Tesla's .smol Patent: Data Format IP for Counsel
Your ML infrastructure team may have already built something similar to what Tesla just tried to patent. On April 4, 2024, Tesla published PCT application WO2024073080 describing a proprietary file format for storing and accessing large-scale sensor and video data in AI training pipelines. Internally, they call it .smol. The interesting legal question is not whether the engineering is clever. It is whether the claims describe a defensible technical invention or a familiar way of organizing data faster.
For in-house counsel at tech companies with ML data infrastructure, the answer matters. If Tesla secures broad claims on hybrid columnar-row file formats with header-based indexing, companies building competing systems could face freedom-to-operate questions. The analysis below separates what the application actually discloses from what secondary commentary infers, then walks through the IP risk framework your team should apply.
Last updated: March 2026. This page is informational only and not legal advice. Consult a patent attorney for your specific situation.
WO2024073080 is a PCT application, not an issued patent. Claims can still change substantially during national-phase prosecution.
Section 101 eligibility is the primary battleground. Whether the format claims survive turns on Enfish vs. Alice.
Competing prior-art formats (Parquet, ORC, HDF5, Arrow, Zarr, TFRecord) each implement variations of the claimed techniques.
The reported IOPS reduction appears only in secondary commentary, not the patent document. Treat it as anecdotal until independently replicated.
What the Application Actually Discloses
WO2024073080 describes a hybrid data layout that combines columnar organization within a row-based structure. Traditional row-based formats like CSV store entire records sequentially. Columnar formats like Apache Parquet store all values for a single field together. Tesla's format does both: it groups records into row-based segments but organizes the fields within each segment in a columnar layout.
The file header contains an index that maps field names to their byte offsets within each segment. This enables selective retrieval. A training pipeline can read only the timestamps or only the lidar readings from a segment without loading the entire record into memory. The stated goal is to reduce IOPS, the primary throughput constraint when training ML models on petabyte-scale fleet data.
| Claim | Source | Reliability |
|---|---|---|
| Hybrid columnar-within-row layout with header-based field indexing | Patent application (WO2024073080) | Primary |
| Selective field retrieval without loading full records into memory | Patent application (WO2024073080) | Primary |
| 4× reduction in IOPS for AI training workloads | Social media & third-party commentary | Anecdotal |
| 400% training throughput improvement | Secondary analysis, no benchmark methodology | Anecdotal |
Section 101 Eligibility: Enfish or Alice?
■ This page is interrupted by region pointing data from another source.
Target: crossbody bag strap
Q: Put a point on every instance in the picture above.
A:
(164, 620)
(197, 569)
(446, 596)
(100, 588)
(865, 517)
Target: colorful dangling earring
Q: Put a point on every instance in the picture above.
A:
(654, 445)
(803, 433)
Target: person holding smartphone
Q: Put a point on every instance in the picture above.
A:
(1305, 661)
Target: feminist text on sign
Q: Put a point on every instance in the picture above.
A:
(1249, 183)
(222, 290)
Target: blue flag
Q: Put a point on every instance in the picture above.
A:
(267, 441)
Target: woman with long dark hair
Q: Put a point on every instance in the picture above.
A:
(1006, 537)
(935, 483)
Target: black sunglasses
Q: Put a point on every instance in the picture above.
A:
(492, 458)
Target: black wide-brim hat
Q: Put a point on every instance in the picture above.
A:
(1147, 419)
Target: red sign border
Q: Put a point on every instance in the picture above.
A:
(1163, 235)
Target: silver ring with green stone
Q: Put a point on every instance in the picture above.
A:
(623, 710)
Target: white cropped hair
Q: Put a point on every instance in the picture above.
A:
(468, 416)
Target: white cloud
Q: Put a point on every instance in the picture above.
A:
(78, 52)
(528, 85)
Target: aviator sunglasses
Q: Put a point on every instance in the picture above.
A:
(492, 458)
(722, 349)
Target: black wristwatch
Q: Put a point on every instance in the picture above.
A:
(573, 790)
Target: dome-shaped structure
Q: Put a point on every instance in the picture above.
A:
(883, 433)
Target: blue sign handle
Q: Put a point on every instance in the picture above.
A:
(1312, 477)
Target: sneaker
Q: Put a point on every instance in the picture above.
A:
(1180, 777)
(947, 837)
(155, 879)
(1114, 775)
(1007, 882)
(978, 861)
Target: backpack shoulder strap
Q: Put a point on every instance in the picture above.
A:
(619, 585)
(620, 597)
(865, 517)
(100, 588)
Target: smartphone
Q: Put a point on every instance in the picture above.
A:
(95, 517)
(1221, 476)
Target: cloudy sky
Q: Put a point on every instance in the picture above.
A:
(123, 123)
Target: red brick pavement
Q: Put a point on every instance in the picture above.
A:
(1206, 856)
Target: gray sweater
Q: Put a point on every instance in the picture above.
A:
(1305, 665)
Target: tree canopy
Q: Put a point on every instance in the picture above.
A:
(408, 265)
The central eligibility question is whether Tesla's claims describe an improvement to the functioning of a computer system or an abstract idea of organizing data. The answer depends on which Federal Circuit precedent controls.
In Enfish LLC v. Microsoft Corp., 822 F.3d 1327 (Fed. Cir. 2016), the court held that claims directed to a self-referential table in a database were patent-eligible because they improved the computer's own functioning. The self-referential structure was a specific technical mechanism, not just a result. Making the computer itself work better was sufficient. No improvement outside the computer was required.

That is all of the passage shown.